We need to show vector addition closure and scalar multiplication closure.
Let $\b{u},\b{v} \in W_1\cap W_2$
Then,
$\b{u}+\b{v} \in W_1$ because it is a subspace since $\b{u},\b{v}\in W_1$.
And,
$\b{u}+\b{v} \in W_2$ because it is a subspace since $\b{u},\b{v}\in W_2$.
Thus,
$\b{u}+\b{v}\in W_1\cap W_2$.

Next, let $k$ be any scalar.
Then,
$k\b{u}\in W_1$ because it is a subspace and $\b{u}\in W_1$.
And,
$k\b{u}\in W_2$ because it is a subspace and $\b{u}\in W_2$.
Thus,
$k\b{u}\in W_1\cap W_2$.

Originally Posted by taypez
2. Suppose that U is a subspace of V. What is U + U ?
I presume that means the direct product (or direct sum).
Meaning,
$U+U=\{(x,y)|x,y\in U\}$.
I seems that,
$U+U$ will be a subspace $V+V$.

3. If I may just say that has to be the most interesting reason for deleting a message I've ever seen...

-Dan

4. 2) Makes sense, but this problem comes before Direct Sums. Would there be another proof perhaps using just sums?
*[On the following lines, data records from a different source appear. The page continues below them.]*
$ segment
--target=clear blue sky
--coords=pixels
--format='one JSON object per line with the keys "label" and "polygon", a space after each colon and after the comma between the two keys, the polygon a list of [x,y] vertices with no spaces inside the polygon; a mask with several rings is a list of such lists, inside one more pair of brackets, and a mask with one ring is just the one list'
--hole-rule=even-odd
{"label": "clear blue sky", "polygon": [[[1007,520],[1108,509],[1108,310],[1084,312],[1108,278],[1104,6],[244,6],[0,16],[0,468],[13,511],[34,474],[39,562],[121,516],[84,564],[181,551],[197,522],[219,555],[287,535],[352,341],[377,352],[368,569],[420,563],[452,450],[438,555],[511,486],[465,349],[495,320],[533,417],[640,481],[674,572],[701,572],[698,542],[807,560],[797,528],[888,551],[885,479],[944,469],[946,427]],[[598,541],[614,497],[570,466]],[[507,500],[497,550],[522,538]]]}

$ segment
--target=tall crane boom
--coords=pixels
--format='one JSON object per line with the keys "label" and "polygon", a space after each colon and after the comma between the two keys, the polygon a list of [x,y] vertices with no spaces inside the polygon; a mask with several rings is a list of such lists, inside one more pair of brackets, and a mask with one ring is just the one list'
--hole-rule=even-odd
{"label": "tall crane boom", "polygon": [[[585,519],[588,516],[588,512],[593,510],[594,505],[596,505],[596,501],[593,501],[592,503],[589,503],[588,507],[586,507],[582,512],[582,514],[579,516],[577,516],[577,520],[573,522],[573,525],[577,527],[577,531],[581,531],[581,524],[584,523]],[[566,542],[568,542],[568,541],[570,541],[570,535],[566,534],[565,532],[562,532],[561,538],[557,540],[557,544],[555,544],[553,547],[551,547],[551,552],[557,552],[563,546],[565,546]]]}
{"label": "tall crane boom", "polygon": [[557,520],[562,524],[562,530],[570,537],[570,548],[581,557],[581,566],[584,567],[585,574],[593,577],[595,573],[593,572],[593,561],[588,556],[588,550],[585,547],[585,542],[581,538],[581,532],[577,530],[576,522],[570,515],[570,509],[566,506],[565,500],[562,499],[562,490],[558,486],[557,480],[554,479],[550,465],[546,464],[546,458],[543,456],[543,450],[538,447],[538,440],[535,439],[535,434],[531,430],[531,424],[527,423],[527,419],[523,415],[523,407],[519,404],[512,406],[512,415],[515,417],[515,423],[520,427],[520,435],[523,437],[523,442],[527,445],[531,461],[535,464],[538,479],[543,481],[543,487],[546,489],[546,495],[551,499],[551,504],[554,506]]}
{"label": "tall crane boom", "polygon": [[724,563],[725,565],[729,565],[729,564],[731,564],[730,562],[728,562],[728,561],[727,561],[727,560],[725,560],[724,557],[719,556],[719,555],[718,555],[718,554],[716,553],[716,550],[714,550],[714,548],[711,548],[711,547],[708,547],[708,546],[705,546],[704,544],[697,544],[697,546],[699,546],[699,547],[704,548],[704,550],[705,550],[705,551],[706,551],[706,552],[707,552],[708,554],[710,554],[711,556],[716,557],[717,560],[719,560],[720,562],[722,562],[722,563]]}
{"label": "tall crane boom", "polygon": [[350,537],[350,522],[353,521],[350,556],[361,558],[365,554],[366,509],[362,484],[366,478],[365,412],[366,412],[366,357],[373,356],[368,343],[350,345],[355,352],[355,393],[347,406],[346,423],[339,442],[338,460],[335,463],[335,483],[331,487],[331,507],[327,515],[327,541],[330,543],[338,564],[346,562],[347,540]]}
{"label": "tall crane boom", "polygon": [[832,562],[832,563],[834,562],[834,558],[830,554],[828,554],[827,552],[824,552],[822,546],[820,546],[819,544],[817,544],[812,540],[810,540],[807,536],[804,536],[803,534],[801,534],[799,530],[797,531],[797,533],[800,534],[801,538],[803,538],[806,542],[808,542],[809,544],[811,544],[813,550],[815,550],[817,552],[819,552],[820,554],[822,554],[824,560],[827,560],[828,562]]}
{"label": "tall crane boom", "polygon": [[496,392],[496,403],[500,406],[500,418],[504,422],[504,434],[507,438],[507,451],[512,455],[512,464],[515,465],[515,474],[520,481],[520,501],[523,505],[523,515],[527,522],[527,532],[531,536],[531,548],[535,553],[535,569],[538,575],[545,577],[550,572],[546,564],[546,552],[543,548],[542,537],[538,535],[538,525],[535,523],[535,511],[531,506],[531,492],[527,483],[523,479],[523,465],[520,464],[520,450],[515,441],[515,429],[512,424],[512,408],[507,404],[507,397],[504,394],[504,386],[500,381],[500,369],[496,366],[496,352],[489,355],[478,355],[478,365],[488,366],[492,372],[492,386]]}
5. Originally Posted by ThePerfectHacker
The subspace must contain $\bold{0}$ thus their intersection is non-empty.

We need to show vector addition closure and scalar multiplication closure.
Let $\b{u},\b{v} \in W_1\cap W_2$
Then,
$\b{u}+\b{v} \in W_1$ because it is a subspace since $\b{u},\b{v}\in W_1$.
And,
$\b{u}+\b{v} \in W_2$ because it is a subspace since $\b{u},\b{v}\in W_2$.
Thus,
$\b{u}+\b{v}\in W_1\cap W_2$.

Next, let $k$ be any scalar.
Then,
$k\b{u}\in W_1$ because it is a subspace and $\b{u}\in W_1$.
And,
$k\b{u}\in W_2$ because it is a subspace and $\b{u}\in W_2$.
Thus,
$k\b{u}\in W_1\cap W_2$.

I presume that means the direct product (or direct sum).
Meaning,
$U+U=\{(x,y)|x,y\in U\}$.
I seems that,
$U+U$ will be a subspace $V+V$.
What would U + V be then? It is a space, but is it a subspace of V?